I could go on and on, but that’s probably enough for now. While I am more and more identifying with Calvinism these days, I don’t want to come across as some sort of apologist for it. First of all, it’s not some monolithic way of thinking or some “club” to which one must belong. On many levels I think Calvinism and Arminianism are not as diametrically opposed as they are often assumed to be.

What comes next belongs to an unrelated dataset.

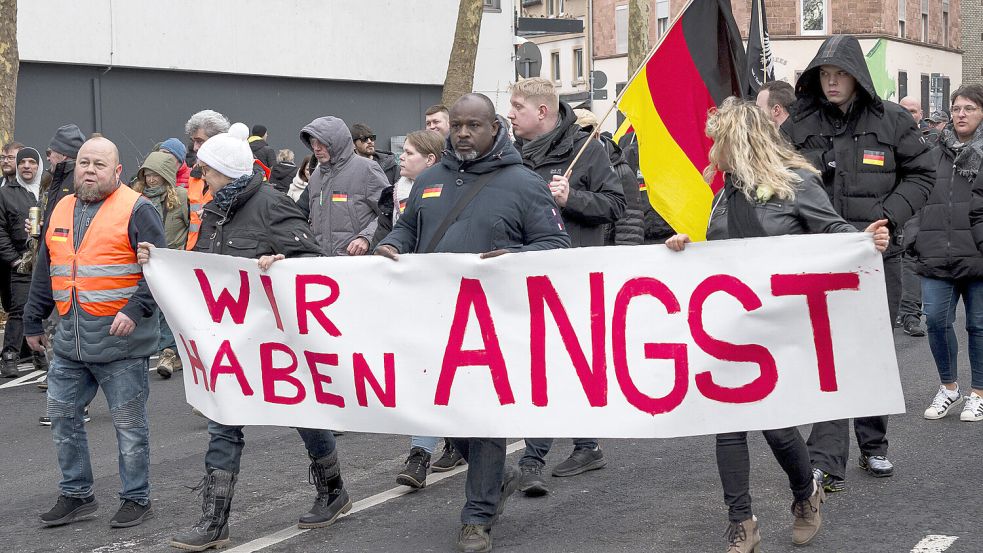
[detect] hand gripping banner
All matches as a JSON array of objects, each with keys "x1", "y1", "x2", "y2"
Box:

As I stated early on in this post, I think it is beyond our rational capabilities to truly understand the mysteries of free will and determinism. And honestly, does it really affect your day-to-day life? Even if I think that God has ordained my every action, I still must make choices to either sin or strive for righteousness, and those are real choices (in a sense we can’t fully understand). And while I agree that grace is given solely by God and salvation is his work 100%, I still must actively engage people in conversations about the gospel, presenting it to them as a conduit of God’s grace, just as I must help the poor and the sick even while understanding that God controls all of it. Calvinists who shrug off these responsibilities are erring on the side of fatalism. It’s one thing to completely ignore the repeated commands of Christ (the great commission, etc), but it is also just nonsensical to assume that God disseminates his grace outside of the work of human agents. This isn’t the same as saying he needs us; just that we are his, bound up with his grand purposes on earth. Such are the awesome mysteries of being captured by God’s grace.